El Jota siempre había estado con pendejas del barrio. O del colegio. Una vez, con una mina casada que se lo levantó en el estacionamiento del super. Hasta la gringa, esa mina había sido el mejor polvo del Jota.
Con las pendejas del barrio, o las del colegio, al Jota todo le costaba el doble. Que se la chupen llevaba cuarenta y cinco minutos de bla bla bla. El culo, promesa de casamiento con una mano sobre la medallita de la Virgen de Luján. O había que aprovechar cuando estaban tan dadas vueltas que no sabían al otro día por qué les dolía tanto al sentarse. Al Jota lo tenían cansado las pendejas del barrio.
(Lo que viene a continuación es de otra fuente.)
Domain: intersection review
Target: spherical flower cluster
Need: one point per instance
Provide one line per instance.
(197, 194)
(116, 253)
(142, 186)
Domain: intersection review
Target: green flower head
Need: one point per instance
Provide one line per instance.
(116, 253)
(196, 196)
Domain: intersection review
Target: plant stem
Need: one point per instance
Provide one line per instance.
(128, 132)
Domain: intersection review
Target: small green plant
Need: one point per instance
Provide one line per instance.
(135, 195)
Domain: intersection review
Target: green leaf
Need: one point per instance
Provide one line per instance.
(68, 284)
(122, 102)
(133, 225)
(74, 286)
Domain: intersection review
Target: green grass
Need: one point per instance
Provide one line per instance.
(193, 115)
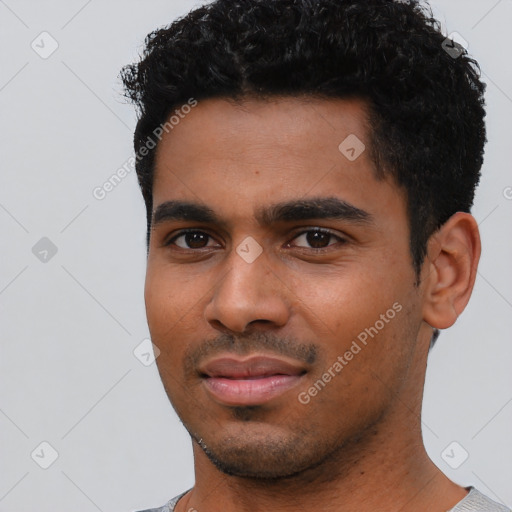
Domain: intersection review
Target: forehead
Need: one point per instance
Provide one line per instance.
(235, 156)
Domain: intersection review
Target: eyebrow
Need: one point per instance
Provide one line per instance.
(330, 208)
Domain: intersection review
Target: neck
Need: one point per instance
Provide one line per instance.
(385, 468)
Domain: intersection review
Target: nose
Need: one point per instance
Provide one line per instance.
(248, 294)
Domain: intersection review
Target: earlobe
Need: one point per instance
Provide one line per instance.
(452, 259)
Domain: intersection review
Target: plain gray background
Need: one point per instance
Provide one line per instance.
(70, 321)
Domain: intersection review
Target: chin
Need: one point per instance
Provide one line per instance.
(263, 452)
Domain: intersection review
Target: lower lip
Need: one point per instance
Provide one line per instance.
(244, 392)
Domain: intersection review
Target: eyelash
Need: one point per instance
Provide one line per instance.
(311, 230)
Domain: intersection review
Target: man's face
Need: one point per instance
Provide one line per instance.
(285, 331)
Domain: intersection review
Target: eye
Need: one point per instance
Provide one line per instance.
(316, 238)
(191, 240)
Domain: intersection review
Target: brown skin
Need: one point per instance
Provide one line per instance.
(357, 444)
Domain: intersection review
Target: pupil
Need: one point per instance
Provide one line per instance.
(315, 239)
(195, 240)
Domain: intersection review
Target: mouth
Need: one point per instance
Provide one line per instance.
(253, 381)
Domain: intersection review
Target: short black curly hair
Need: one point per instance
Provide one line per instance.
(424, 93)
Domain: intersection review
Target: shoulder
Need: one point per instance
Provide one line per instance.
(168, 507)
(475, 501)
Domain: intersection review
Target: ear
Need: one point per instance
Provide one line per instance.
(450, 269)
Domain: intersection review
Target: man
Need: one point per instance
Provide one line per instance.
(308, 168)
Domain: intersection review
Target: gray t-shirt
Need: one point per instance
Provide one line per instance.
(475, 501)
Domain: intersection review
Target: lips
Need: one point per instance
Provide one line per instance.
(253, 381)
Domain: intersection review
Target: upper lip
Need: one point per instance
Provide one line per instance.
(231, 367)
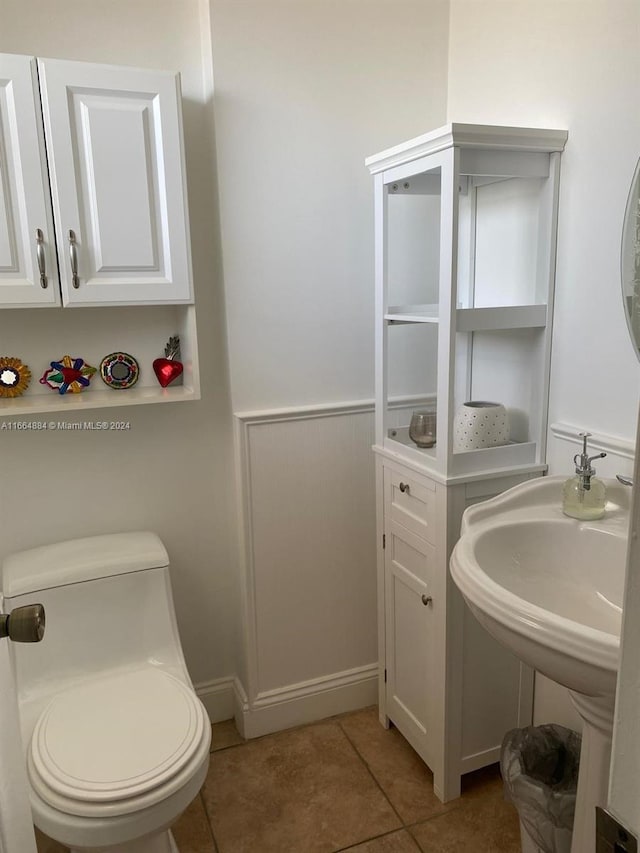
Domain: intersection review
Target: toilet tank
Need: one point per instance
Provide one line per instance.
(108, 606)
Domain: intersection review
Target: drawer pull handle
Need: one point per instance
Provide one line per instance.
(42, 258)
(73, 257)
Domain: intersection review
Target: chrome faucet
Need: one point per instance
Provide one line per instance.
(583, 461)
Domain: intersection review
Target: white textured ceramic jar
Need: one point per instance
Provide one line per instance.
(480, 423)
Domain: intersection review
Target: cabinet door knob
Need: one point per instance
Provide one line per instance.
(73, 257)
(42, 258)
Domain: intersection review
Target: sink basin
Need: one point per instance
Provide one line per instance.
(551, 589)
(547, 586)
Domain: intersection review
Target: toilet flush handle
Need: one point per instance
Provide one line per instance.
(24, 624)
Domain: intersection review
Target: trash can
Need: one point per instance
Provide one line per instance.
(539, 766)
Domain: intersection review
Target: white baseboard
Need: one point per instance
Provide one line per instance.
(306, 702)
(218, 697)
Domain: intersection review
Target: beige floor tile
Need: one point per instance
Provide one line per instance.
(483, 821)
(48, 845)
(301, 791)
(400, 772)
(395, 842)
(225, 734)
(192, 832)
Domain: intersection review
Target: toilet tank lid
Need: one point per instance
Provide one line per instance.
(79, 560)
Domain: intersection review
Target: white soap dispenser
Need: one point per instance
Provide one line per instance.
(584, 496)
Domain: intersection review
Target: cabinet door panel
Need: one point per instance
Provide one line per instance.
(409, 636)
(114, 141)
(25, 202)
(411, 504)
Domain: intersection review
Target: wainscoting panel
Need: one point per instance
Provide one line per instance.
(308, 505)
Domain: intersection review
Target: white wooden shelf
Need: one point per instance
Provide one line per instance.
(412, 314)
(516, 454)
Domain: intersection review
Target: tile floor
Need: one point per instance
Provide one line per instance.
(344, 784)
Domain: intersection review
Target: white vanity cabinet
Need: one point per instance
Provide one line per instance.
(27, 240)
(465, 236)
(94, 217)
(113, 146)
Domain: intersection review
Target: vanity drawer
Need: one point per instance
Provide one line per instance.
(411, 503)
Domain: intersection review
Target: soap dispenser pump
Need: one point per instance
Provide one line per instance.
(583, 496)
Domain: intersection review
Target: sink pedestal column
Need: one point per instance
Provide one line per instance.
(595, 756)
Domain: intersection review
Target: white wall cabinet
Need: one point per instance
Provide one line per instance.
(26, 220)
(93, 214)
(465, 221)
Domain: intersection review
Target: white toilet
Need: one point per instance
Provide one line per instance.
(116, 741)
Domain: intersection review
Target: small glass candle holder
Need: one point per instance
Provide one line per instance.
(422, 429)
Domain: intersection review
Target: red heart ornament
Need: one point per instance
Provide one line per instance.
(167, 369)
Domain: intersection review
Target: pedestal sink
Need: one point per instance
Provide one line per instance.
(551, 588)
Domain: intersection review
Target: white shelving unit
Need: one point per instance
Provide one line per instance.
(465, 234)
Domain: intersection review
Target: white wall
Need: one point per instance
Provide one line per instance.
(304, 90)
(171, 472)
(571, 64)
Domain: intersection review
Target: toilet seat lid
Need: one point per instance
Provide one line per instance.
(117, 737)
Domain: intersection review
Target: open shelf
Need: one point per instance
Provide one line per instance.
(474, 319)
(87, 400)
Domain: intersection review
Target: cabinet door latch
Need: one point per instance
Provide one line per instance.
(611, 836)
Y las del colegio, ni hablar.
Por eso es tan adictiva la gringa. Porque la gringa chupa, da el culo, traga la leche, lo espera un rato y se lo vuelve a coger. Sin chistar, sin decir ni mu. Solo hace falta un mensajito en el celular: venite. Y lo espera en su cuarto, al que no entra ni el Coronel. Siempre con las sábanas limpias y oliendo rico. Siempre bien ordenadito. Siempre con la luz prendida.
El Jota se sintió raro la primera vez, entrando furtivamente a la casa del Coronel, en puntas de pie, de sombra en sombra. Pero en el cuarto de la gringa, la luz prendida. Y no es que el Jota tuviera vergüenza. Vergüenza de qué…
Pero desde ese día no pudo dejar de sentirse raro sabiendo que si el Coronel abría la puerta no podía dejar de ver la pija del Jota en el culo de su hija. Pero así estaba de segura la gringa de que nadie entraba en su cuarto si ella no lo permitía.